Torment may involve mental or physical suffering. Those who have endured torment experience extreme circumstances. This is usually associated with a previous accident, battle with illness or ongoing medical condition. My personal torment lasted twenty years of coping with a severe stutter that crippled my ability to share what was on heart or on my mind. Every time I opened my mouth as a child, I was fearful of embarrassing myself like that reading circle in first grade.
Then out of the smoke locusts came forth on the earth, and such power was granted them as the power the earth’s scorpions have. 4 They were told not to injure the herbage of the earth nor any green thing nor any tree, but only [to attack] such human beings as do not have the seal (mark) of God on their foreheads, Revelation 9:3-4.

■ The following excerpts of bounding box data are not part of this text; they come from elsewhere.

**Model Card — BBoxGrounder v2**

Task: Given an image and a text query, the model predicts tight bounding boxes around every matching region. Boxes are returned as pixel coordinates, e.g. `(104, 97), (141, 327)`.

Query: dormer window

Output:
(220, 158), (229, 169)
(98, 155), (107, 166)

According to one of his letters to the Church at Corinth, the apostle Paul dealt with his own inner demons. Paul describes this condition as a thorn in his flesh, likely an infected splinter, 2 Corinthians 12:7. According to Paul, a messenger of Satan came to torture and torment him for an extended period of time. Despite these circumstances, 2 Corinthians 12:8-12 reveals the valuable spiritual lesson Paul learned. Whatever your situation, the weaker you are opens the door for Jesus to become strong.
They were not permitted to kill them, but to torment (distress, vex) them for five months; and the pain caused them was like the torture of a scorpion when it stings a person, Revelation 9:5.
Luke 16:19-31 tells a parable of a man suffering in hell. This eternally condemned rich man asks if he can return to earth to warn his living family. Yet, Abraham denies his request as individuals must repent on their own. Today’s passage speaks of a physical torment in the last days on earth. Creatures from the Abyss which are a hybrid between locusts and scorpions were sent to torment mankind. The pain of being stung would linger for up to five months. May this glimpse of future events help you appreciate the little blessings in life.